Io e mio. Gli insegnamenti di un maestro buddhista tailandese
Buddhadasa
Libro: Libro in brossura
editore: Astrolabio Ubaldini
anno edizione: 1991
pagine: 256
Nato a Chaiya il 21 maggio 1906 in una famiglia di mercanti, Buddhadasa prese gli ordini monastici a vent’anni e si distinse presto per le capacità intellettuali, l’interesse per la meditazione e l’abilità di insegnante. Dopo gli anni di studio a Bangkok, preferì allontanarsi dai centri di potere monastico e politico e, rifiutando lo spirito rigido e gerarchico della religione di stato thailandese, scelse di vivere e insegnare in un monastero nella foresta presso il villaggio natale. Il centro di meditazione di Suan Mokh incarna la sua concezione della comunità ideale: una comunità basata sulle virtù tradizionali buddhiste della benevolenza e del non attaccamento, in cui sia possibile vivere in armonia con gli altri e la natura, mossi da rispetto reciproco e mirando solo al bene comune. Questo è il primo libro a presentare un quadro complessivo della vastissima produzione di Buddhadasa. I saggi, che coprono grosso modo un periodo di trent’anni, non seguono un ordine cronologico ma vogliono rendere lo sviluppo del pensiero dell’autore, dall’approfondimento, negli anni ’50, dei concetti buddhisti fondamentali, al confronto con altre religioni, soprattutto il cristianesimo e il buddhismo zen, negli anni ’60, e infine all’interesse per i temi politici e sociali negli anni ’70, segnati in Thailandia da profondi conflitti e colpi di stato.

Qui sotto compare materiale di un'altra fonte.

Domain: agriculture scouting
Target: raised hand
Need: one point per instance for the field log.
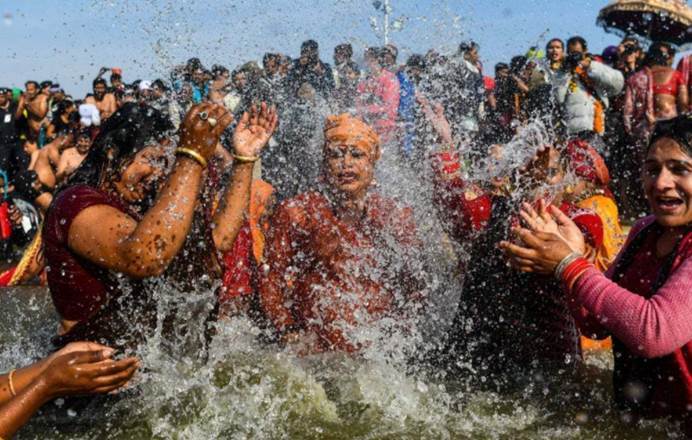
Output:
(254, 130)
(86, 372)
(550, 237)
(202, 127)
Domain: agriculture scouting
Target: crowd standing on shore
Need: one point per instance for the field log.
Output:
(262, 178)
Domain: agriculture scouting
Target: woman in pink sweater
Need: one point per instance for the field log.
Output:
(645, 299)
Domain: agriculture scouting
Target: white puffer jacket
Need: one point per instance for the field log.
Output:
(577, 105)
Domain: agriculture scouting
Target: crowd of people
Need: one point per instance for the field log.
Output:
(262, 179)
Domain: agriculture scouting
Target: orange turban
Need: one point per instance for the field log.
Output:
(351, 130)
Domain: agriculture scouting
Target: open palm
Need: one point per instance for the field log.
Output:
(254, 130)
(551, 220)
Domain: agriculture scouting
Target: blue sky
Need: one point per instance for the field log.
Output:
(69, 40)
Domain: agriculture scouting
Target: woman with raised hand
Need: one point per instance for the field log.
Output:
(79, 368)
(644, 299)
(124, 218)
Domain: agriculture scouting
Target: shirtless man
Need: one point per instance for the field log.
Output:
(72, 157)
(103, 101)
(36, 106)
(45, 161)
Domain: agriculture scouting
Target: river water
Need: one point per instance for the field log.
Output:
(246, 391)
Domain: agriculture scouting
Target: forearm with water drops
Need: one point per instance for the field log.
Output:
(161, 233)
(232, 212)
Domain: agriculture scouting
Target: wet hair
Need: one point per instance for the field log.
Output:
(678, 129)
(577, 39)
(98, 81)
(126, 132)
(552, 40)
(345, 49)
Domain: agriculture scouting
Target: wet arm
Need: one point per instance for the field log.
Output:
(230, 216)
(114, 240)
(274, 289)
(650, 327)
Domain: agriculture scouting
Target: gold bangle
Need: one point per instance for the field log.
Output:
(193, 155)
(245, 159)
(14, 393)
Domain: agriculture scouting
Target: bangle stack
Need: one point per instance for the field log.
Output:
(192, 154)
(562, 265)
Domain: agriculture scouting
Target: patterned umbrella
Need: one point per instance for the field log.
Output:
(655, 20)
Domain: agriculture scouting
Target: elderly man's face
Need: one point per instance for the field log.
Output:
(350, 167)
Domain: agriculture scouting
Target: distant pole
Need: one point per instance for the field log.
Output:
(386, 22)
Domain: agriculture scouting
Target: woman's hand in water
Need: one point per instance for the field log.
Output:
(254, 130)
(549, 238)
(198, 133)
(85, 368)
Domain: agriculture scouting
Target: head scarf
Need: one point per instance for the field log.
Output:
(349, 129)
(586, 163)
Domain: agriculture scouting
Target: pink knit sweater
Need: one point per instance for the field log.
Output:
(649, 327)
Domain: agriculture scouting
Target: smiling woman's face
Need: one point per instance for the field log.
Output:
(667, 180)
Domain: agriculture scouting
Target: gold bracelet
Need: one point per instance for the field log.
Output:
(192, 154)
(245, 159)
(14, 393)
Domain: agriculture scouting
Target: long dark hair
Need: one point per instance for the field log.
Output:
(122, 135)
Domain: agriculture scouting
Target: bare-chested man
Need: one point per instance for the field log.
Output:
(35, 104)
(45, 161)
(72, 157)
(103, 100)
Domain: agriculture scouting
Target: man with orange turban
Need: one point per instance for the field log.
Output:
(339, 258)
(592, 193)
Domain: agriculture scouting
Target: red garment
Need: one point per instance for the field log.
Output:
(326, 276)
(463, 215)
(78, 287)
(239, 266)
(656, 326)
(639, 104)
(377, 103)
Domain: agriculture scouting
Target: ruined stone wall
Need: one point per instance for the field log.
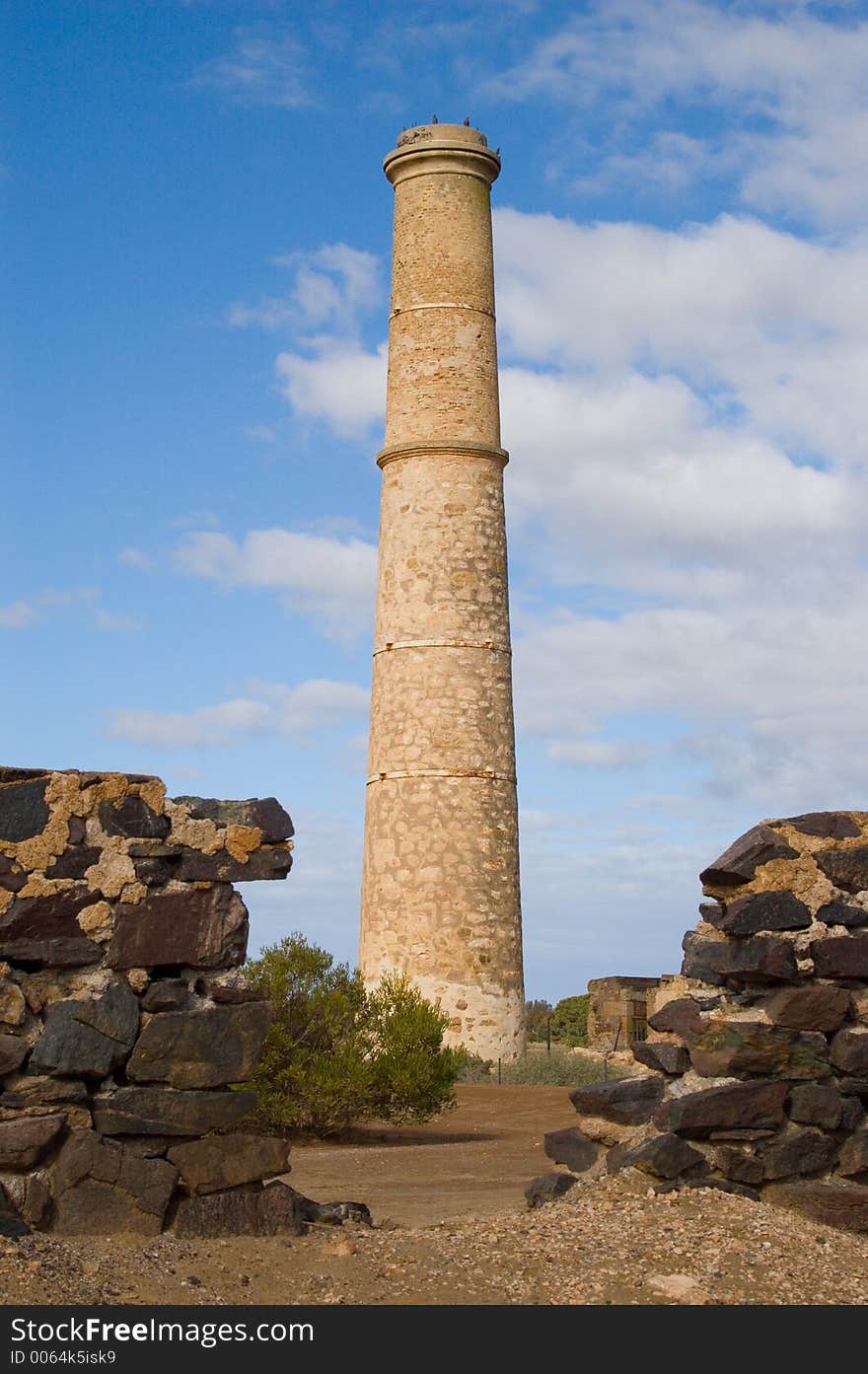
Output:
(760, 1049)
(124, 1016)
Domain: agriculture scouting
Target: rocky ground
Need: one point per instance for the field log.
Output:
(606, 1242)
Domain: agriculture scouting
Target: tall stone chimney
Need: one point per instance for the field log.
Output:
(441, 885)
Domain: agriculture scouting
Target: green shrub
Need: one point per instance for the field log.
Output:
(536, 1018)
(570, 1021)
(336, 1055)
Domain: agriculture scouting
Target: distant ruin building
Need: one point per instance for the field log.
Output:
(441, 878)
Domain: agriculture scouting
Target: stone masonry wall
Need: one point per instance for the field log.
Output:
(760, 1049)
(124, 1016)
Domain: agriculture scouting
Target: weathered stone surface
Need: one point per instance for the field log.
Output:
(739, 1165)
(835, 1203)
(816, 1104)
(45, 930)
(198, 929)
(28, 1139)
(13, 1006)
(11, 1223)
(680, 1017)
(571, 1147)
(29, 1195)
(223, 1161)
(847, 869)
(798, 1150)
(200, 1049)
(739, 863)
(74, 862)
(756, 960)
(133, 1111)
(249, 1209)
(662, 1055)
(762, 911)
(13, 1052)
(850, 1049)
(192, 866)
(13, 877)
(622, 1101)
(818, 1006)
(840, 957)
(168, 995)
(727, 1048)
(829, 825)
(842, 914)
(264, 814)
(732, 1107)
(132, 819)
(546, 1188)
(665, 1156)
(102, 1188)
(88, 1039)
(24, 811)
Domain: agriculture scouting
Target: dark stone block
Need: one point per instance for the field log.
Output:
(850, 1049)
(739, 863)
(203, 1049)
(546, 1188)
(843, 1205)
(165, 1112)
(224, 1161)
(818, 1006)
(101, 1188)
(24, 1142)
(45, 930)
(665, 1156)
(756, 960)
(262, 812)
(13, 877)
(731, 1108)
(132, 819)
(74, 862)
(272, 862)
(680, 1017)
(840, 914)
(840, 957)
(728, 1048)
(662, 1055)
(846, 869)
(854, 1154)
(168, 995)
(571, 1147)
(762, 911)
(739, 1165)
(623, 1101)
(24, 811)
(13, 1052)
(88, 1039)
(798, 1152)
(829, 825)
(198, 929)
(816, 1104)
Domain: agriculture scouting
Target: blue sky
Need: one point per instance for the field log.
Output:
(195, 280)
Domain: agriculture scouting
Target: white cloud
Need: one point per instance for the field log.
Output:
(272, 709)
(328, 579)
(786, 88)
(258, 70)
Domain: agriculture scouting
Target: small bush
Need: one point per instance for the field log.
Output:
(336, 1055)
(556, 1069)
(570, 1021)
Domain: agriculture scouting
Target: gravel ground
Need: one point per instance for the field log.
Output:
(606, 1242)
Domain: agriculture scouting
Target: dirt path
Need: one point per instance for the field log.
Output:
(472, 1161)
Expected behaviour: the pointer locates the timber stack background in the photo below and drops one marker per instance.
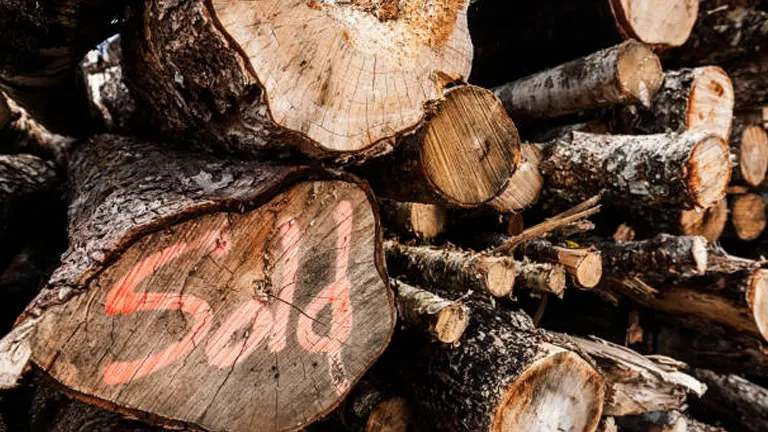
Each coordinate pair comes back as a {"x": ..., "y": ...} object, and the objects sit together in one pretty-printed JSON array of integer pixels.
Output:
[{"x": 384, "y": 215}]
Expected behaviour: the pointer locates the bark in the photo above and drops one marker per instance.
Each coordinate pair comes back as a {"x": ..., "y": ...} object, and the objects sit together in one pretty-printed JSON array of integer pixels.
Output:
[
  {"x": 624, "y": 74},
  {"x": 685, "y": 171},
  {"x": 661, "y": 257},
  {"x": 504, "y": 376},
  {"x": 524, "y": 186},
  {"x": 738, "y": 403},
  {"x": 247, "y": 77},
  {"x": 694, "y": 100},
  {"x": 452, "y": 269},
  {"x": 41, "y": 46},
  {"x": 636, "y": 384},
  {"x": 413, "y": 220},
  {"x": 441, "y": 319},
  {"x": 584, "y": 265},
  {"x": 749, "y": 146},
  {"x": 230, "y": 244},
  {"x": 462, "y": 157},
  {"x": 566, "y": 30}
]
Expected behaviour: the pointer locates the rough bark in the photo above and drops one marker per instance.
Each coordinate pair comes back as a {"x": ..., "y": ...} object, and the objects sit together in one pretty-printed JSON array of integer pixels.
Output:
[
  {"x": 687, "y": 171},
  {"x": 566, "y": 30},
  {"x": 452, "y": 269},
  {"x": 694, "y": 100},
  {"x": 329, "y": 77},
  {"x": 504, "y": 376},
  {"x": 624, "y": 74},
  {"x": 184, "y": 221},
  {"x": 41, "y": 45},
  {"x": 661, "y": 257},
  {"x": 738, "y": 403},
  {"x": 462, "y": 157},
  {"x": 413, "y": 220},
  {"x": 636, "y": 384},
  {"x": 444, "y": 320},
  {"x": 524, "y": 186}
]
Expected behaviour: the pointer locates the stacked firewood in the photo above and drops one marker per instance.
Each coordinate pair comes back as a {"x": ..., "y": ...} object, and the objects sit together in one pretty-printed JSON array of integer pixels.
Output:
[{"x": 383, "y": 215}]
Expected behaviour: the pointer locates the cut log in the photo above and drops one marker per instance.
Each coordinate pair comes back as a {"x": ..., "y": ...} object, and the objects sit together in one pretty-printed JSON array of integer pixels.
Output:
[
  {"x": 272, "y": 289},
  {"x": 749, "y": 145},
  {"x": 444, "y": 320},
  {"x": 737, "y": 402},
  {"x": 636, "y": 384},
  {"x": 584, "y": 265},
  {"x": 689, "y": 170},
  {"x": 463, "y": 156},
  {"x": 748, "y": 216},
  {"x": 709, "y": 223},
  {"x": 694, "y": 100},
  {"x": 452, "y": 269},
  {"x": 662, "y": 257},
  {"x": 413, "y": 220},
  {"x": 524, "y": 186},
  {"x": 567, "y": 30},
  {"x": 335, "y": 76},
  {"x": 540, "y": 278},
  {"x": 624, "y": 74},
  {"x": 42, "y": 45},
  {"x": 504, "y": 377}
]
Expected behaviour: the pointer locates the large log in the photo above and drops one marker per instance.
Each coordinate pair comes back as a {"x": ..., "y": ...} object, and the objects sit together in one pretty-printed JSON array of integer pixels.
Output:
[
  {"x": 689, "y": 170},
  {"x": 504, "y": 376},
  {"x": 332, "y": 76},
  {"x": 41, "y": 45},
  {"x": 624, "y": 74},
  {"x": 738, "y": 403},
  {"x": 270, "y": 289},
  {"x": 695, "y": 100},
  {"x": 566, "y": 30}
]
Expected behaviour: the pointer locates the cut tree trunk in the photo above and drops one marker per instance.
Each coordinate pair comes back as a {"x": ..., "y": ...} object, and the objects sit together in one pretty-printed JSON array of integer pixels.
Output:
[
  {"x": 566, "y": 30},
  {"x": 413, "y": 220},
  {"x": 749, "y": 145},
  {"x": 444, "y": 320},
  {"x": 624, "y": 74},
  {"x": 524, "y": 186},
  {"x": 747, "y": 216},
  {"x": 689, "y": 170},
  {"x": 334, "y": 77},
  {"x": 462, "y": 157},
  {"x": 694, "y": 100},
  {"x": 709, "y": 223},
  {"x": 505, "y": 376},
  {"x": 737, "y": 402},
  {"x": 452, "y": 269},
  {"x": 636, "y": 384},
  {"x": 661, "y": 257},
  {"x": 269, "y": 275},
  {"x": 41, "y": 45}
]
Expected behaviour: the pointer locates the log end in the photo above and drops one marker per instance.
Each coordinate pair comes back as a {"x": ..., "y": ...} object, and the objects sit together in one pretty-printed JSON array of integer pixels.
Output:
[
  {"x": 748, "y": 216},
  {"x": 753, "y": 155},
  {"x": 639, "y": 71},
  {"x": 757, "y": 298},
  {"x": 663, "y": 23},
  {"x": 709, "y": 223},
  {"x": 709, "y": 171},
  {"x": 349, "y": 74},
  {"x": 470, "y": 147},
  {"x": 711, "y": 100},
  {"x": 558, "y": 392}
]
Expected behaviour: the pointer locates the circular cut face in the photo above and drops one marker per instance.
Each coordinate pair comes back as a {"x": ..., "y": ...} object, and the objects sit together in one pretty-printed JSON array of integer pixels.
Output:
[
  {"x": 657, "y": 22},
  {"x": 237, "y": 322},
  {"x": 350, "y": 73}
]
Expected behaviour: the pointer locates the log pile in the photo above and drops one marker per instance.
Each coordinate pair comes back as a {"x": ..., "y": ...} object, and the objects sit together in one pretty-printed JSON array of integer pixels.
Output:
[{"x": 384, "y": 215}]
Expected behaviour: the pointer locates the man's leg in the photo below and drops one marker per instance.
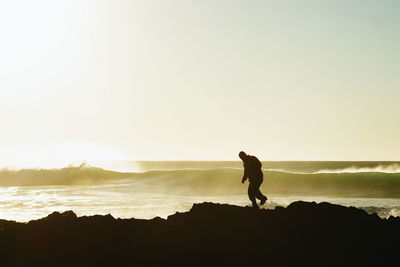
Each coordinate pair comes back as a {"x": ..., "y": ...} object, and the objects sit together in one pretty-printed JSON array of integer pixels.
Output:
[
  {"x": 252, "y": 194},
  {"x": 259, "y": 195}
]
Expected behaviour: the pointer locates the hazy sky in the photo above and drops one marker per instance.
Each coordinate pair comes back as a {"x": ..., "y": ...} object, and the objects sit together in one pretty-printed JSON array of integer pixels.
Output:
[{"x": 190, "y": 80}]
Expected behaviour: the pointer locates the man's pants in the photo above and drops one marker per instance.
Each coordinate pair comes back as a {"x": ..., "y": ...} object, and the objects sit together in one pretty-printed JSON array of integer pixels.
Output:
[{"x": 254, "y": 192}]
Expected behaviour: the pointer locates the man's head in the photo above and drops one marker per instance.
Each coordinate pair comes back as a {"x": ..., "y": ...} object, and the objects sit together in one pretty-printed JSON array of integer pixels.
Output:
[{"x": 242, "y": 155}]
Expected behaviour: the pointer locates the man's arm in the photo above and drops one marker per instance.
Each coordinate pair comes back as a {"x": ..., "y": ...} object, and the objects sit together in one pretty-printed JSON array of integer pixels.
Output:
[{"x": 244, "y": 178}]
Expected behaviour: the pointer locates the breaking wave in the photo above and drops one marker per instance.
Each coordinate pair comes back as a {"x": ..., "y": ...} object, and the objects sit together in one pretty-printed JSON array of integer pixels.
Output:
[{"x": 220, "y": 181}]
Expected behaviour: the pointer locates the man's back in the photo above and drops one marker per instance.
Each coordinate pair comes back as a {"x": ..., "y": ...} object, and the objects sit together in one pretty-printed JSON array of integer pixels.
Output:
[{"x": 252, "y": 168}]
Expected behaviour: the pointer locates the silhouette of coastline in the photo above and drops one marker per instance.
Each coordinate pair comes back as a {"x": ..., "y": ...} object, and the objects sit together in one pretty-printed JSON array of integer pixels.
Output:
[{"x": 303, "y": 234}]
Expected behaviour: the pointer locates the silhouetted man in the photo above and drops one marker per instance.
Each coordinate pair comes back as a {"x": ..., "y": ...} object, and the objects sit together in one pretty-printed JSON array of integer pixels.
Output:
[{"x": 252, "y": 170}]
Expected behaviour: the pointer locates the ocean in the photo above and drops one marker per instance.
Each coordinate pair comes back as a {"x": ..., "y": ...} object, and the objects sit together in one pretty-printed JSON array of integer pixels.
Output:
[{"x": 138, "y": 189}]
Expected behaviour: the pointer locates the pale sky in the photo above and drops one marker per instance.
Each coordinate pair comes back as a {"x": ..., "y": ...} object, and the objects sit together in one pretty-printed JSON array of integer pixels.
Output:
[{"x": 199, "y": 80}]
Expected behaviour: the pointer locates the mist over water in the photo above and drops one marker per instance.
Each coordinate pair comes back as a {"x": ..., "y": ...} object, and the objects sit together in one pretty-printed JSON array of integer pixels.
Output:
[{"x": 150, "y": 189}]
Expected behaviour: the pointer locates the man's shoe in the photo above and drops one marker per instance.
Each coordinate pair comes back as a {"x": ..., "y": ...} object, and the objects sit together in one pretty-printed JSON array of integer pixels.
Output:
[{"x": 262, "y": 202}]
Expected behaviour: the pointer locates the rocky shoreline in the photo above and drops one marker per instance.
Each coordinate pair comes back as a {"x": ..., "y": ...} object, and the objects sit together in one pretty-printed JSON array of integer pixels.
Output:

Il cuore dell'albero della Bodhi
Buddhadasa
Libro: Libro in brossura
editore: Astrolabio Ubaldini
anno edizione: 1991
pagine: 116
Come l’albero della bodhi sotto il quale il Buddha Siddharta raggiunse l’illuminazione è cavo, così il buddhismo si accentra sulla dottrina della vacuità, del vivere con una mente vuota, priva delle sensazioni di ‘io’ e ‘mio’. La dottrina della vacuità costituisce l’aspetto fondamentale del pensiero di Buddhadasa, uno dei maestri più significativi e discussi del buddhismo thailandese contemporaneo. Contrario da una parte all’ortodossia e al rigido dogmatismo scolastico, e dall’altra al buddhismo popolare inquinato dalle superstizioni, Buddhadasa ha dedicato tutta la vita allo studio dei sutta pali per risalire agli insegnamenti veramente capaci di liberare tutti gli esseri dalla sofferenza. Senza cadere nel rigido settarismo delle posizioni mahayana e hinayana, si è sempre sforzato di rimanere fedele al buddhismo originario. I tre discorsi che compongono questo libro si accentrano sull’insegnamento e la pratica della sunnata, considerata la chiave per interpretare e mettere in pratica tutti gli altri concetti e metodi tradizionali. Risalendo ai molti passi del Canone pali in cui il Buddha stesso espone la dottrina della vacuità, e correggendo le credenze popolari sul kamma, la rinascita e l’accumulo dei meriti, Buddhadasa delinea un Dhamma essenziale, semplice e accessibile ai monaci e ai laici contemporanei.